Until the end of 2020, a trust generally had to file an annual income tax (T3) return if the trust had tax payable or it distributed all or part of its income or capital to its beneficiaries. Under the new requirements, a trust that is resident or deemed resident in Canada and is an express trust, with some exceptions, will have to provide additional information on an annual basis even if the trust is inactive or has no income in the year.

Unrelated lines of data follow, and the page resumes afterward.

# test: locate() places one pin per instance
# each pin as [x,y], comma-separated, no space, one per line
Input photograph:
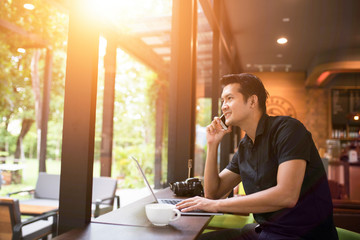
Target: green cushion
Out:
[347,235]
[230,221]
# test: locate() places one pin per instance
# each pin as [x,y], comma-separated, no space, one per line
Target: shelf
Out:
[347,139]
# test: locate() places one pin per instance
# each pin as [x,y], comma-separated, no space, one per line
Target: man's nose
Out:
[224,106]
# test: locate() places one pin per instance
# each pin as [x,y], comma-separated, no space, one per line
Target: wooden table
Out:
[27,209]
[130,222]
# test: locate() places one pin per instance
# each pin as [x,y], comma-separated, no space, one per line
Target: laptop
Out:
[172,201]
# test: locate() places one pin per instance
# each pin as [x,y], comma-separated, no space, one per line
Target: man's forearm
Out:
[211,174]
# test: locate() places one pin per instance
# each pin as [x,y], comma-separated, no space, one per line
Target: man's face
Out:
[233,106]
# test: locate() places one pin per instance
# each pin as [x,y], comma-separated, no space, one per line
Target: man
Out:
[277,161]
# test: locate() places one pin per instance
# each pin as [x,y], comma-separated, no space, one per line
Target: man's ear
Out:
[253,100]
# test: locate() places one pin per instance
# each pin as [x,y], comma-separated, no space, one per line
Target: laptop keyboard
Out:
[171,201]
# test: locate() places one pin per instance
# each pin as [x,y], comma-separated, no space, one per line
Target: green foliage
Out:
[135,94]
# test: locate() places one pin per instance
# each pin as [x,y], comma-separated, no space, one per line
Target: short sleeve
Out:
[292,141]
[234,164]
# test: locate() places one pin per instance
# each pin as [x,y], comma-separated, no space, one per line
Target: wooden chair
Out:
[47,191]
[11,226]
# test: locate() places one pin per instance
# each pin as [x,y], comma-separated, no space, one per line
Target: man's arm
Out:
[284,195]
[216,185]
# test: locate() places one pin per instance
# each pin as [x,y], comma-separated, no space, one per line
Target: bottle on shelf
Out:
[353,154]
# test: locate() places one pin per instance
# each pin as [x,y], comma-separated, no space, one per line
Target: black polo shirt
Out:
[280,139]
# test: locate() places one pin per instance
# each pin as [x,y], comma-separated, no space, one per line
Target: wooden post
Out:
[182,90]
[108,109]
[45,110]
[79,119]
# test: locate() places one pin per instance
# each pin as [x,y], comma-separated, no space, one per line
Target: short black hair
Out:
[249,85]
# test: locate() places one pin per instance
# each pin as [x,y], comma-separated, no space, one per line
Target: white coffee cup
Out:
[161,214]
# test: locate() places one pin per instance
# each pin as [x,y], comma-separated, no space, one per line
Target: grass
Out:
[30,174]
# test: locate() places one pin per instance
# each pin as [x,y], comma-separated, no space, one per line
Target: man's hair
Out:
[249,85]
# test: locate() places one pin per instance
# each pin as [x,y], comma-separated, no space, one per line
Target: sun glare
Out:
[117,11]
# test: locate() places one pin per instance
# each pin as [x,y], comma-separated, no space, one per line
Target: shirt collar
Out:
[259,130]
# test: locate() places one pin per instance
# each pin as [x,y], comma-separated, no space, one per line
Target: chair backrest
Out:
[9,217]
[104,187]
[48,186]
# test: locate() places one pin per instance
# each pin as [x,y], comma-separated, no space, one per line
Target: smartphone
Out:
[222,122]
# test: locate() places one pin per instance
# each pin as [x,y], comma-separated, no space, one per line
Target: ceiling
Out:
[323,36]
[318,31]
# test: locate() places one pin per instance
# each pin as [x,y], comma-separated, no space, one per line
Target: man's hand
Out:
[214,131]
[197,203]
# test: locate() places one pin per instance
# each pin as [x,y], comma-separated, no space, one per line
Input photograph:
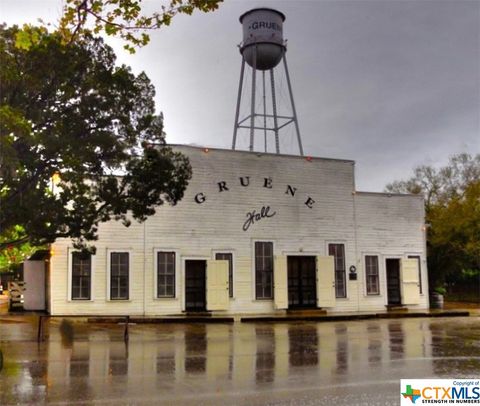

An express trust is generally a trust created with the settlor’s express intent, usually made in writing. However, there are some exceptions. The following types of trusts are not required to provide additional information:
- mutual fund trusts, segregated funds and master trusts,
- trusts governed by registered plans (i.e., deferred profit sharing plans, pooled registered pension plans, registered disability savings plans, registered education savings plans, registered pension plans, registered retirement income funds, registered retirement savings plans, registered supplementary unemployment benefit plans and tax free savings accounts),
- lawyers’ general trust accounts,
- graduated rate estates and qualified disability trusts,
- trusts that qualify as non-profit organizations or registered charities,
- trusts that have been in existence for less than three months; and
- trusts that hold less than $50,000 in assets throughout the taxation year (provided that their holdings are limited to deposits, government debt obligations and listed securities).
For trusts that are not exempt from the new requirements, the identity, date of birth, address and place of residence, including taxpayer identification number (SIN or TIN) will need to be reported for:
- all trustees,
- all beneficiaries,
- all settlors, including each person who has the ability (through the trust terms or a related agreement) to exert control or override trustee decisions over the appointment of income or capital of the trust (e.g., a protector).
The new reporting will have to be filed in a new schedule along with the T3 return, not separately.
If the trust fails to file the T3 return or forgets to provide the additional information, penalties may be harsh. They will be equal to $25 for each day of delinquency, with a minimum penalty of $100 and a maximum penalty of $2,500. If a failure to file the return is made knowingly, or due to gross negligence, an additional penalty will apply. The additional penalty will be equal to 5% of the maximum value of property held during the relevant year by the trust, with a minimum penalty of $2,500.
As we are reaching the end of 2021, now is the time to compile the information necessary for the new reporting.